De Gasparin further explains his theory in the following passage:—"The great difficulty is not to explain the perversion of sensibility exhibited by the convulsionists. Aside from that question, does it not remain incomprehensible that feeble women should have received, without being a hundred times crushed to pieces, the frightful blows of which we have spoken? How can we explain such a power of resistance? A very small change, operated by the nervous fluid, would suffice to render the matter very simple. Let us suppose the skin and fibres of the convulsionists to acquire, in virtue of their peculiar state of excitement, a consistency analogous to that of gum-elastic; then all the facts that astonish us would become as natural as possible. With convulsionists of gum-elastic,[55] or, rather, whose bony framework was covered with muscles and tissues of gum-elastic, what would happen?"

He then proceeds to admit that "a vigorous thrust with a rapier, or stroke with a sabre, as such thrusts and strokes are usually dealt, would doubtless penetrate such an envelope"; but, he alleges, the St.-Médard convulsionists never, in a single instance, permitted such thrusts or strokes, with rapier or sabre, to be given; prudently restricting themselves to pressure only, exerted after the sword-point had been placed against the body. He reminds us, further, that neither razors nor pistol-balls, both of which would penetrate gum-elastic, were ever tried on the convulsionists; and he adds,—"Neither flint stones nor andirons nor clubs nor swords and spits, pressed against it, would have broken the surface of the gum-elastic envelope. They would have produced no visible injury. At the most, they might have caused a certain degree of internal friction, more or less serious, according to the thickness of the gum-elastic cuirass which covered the bones and the various organs."[56]

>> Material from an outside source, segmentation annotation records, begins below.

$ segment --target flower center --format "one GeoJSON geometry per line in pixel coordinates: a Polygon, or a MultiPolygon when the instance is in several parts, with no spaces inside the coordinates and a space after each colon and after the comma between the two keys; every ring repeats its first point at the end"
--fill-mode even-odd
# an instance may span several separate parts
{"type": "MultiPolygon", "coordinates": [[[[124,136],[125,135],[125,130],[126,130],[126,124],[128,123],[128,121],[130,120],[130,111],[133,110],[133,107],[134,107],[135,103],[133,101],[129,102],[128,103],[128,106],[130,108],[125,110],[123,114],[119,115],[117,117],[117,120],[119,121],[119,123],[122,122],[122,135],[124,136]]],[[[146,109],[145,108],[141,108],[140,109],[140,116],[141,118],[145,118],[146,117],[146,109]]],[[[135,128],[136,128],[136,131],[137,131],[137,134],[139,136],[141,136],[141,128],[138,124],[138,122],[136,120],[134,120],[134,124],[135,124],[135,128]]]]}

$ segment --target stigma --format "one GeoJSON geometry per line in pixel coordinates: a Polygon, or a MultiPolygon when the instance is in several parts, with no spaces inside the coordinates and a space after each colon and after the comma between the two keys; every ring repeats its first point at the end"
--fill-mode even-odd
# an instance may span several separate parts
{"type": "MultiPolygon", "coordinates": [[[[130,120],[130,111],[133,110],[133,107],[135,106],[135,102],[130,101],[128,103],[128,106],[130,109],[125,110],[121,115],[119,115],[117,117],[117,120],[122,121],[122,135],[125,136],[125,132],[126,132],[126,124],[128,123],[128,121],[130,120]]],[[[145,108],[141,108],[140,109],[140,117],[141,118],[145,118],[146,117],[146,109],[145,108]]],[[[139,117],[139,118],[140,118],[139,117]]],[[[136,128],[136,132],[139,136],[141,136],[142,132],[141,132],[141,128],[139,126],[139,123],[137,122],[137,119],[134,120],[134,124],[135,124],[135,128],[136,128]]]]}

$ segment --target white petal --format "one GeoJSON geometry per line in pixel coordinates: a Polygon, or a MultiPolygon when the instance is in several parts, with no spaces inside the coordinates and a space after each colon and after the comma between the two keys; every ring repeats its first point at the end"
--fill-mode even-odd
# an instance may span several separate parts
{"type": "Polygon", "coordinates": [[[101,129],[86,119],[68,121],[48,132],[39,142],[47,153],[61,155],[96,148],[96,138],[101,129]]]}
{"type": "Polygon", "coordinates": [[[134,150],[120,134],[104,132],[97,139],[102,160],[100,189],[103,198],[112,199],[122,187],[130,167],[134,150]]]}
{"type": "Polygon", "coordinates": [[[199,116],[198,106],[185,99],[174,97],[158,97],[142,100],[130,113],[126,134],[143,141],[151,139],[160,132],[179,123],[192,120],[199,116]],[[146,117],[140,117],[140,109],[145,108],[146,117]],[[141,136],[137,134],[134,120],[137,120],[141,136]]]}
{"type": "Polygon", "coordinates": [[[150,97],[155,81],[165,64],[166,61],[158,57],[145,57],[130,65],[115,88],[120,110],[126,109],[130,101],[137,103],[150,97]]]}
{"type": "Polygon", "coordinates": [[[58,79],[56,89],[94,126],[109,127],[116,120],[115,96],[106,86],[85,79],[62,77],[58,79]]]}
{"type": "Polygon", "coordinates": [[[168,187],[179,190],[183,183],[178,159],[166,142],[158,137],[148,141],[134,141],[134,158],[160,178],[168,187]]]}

I am fain to confess, that this imagining of men and women of gum-elastic, all but the skeleton, does not seem to me so simple a matter as it appears to have been regarded by M. de Gasparin. Let us take it for granted that his theory of a nervous fluid, which is the agent in table-moving,[57] is the true one. How is the mere disengaging of such a fluid to work a sudden transmutation of muscular and tendinous fibre and cellular tissue into a substance possessing the essential properties of a vegetable gum? And what becomes of the skin, ordinarily so delicate, so easily abraded or pierced, so readily injured? Is that transmuted also? Let us concede it. But the concession does not suffice. There remain the bones and cartilages, naturally so brittle, so liable to fracture. Let us even suppose the breast and stomach of a convulsionist protected by an artificial coating of actual gum-elastic, would it be a safe experiment to drop upon it, from a height of twelve feet, a flint stone weighing fifty pounds? We are expressly told that the ribs bent under the terrible shock, and sank, flattened, even to the backbone. Is it not certain, that human ribs and cartilages, in their normal state, would have snapped off, in spite of the interposed protection? Must we not, then, imagine osseous and cartilaginous fibre, too, transmuted? Indeed, while we are about it, I do not see why we should stop short of the skeleton. Since we understand nothing of the manner of transmutation, it is as easy to imagine bone turned to gum-elastic, as skin and muscle and tendon.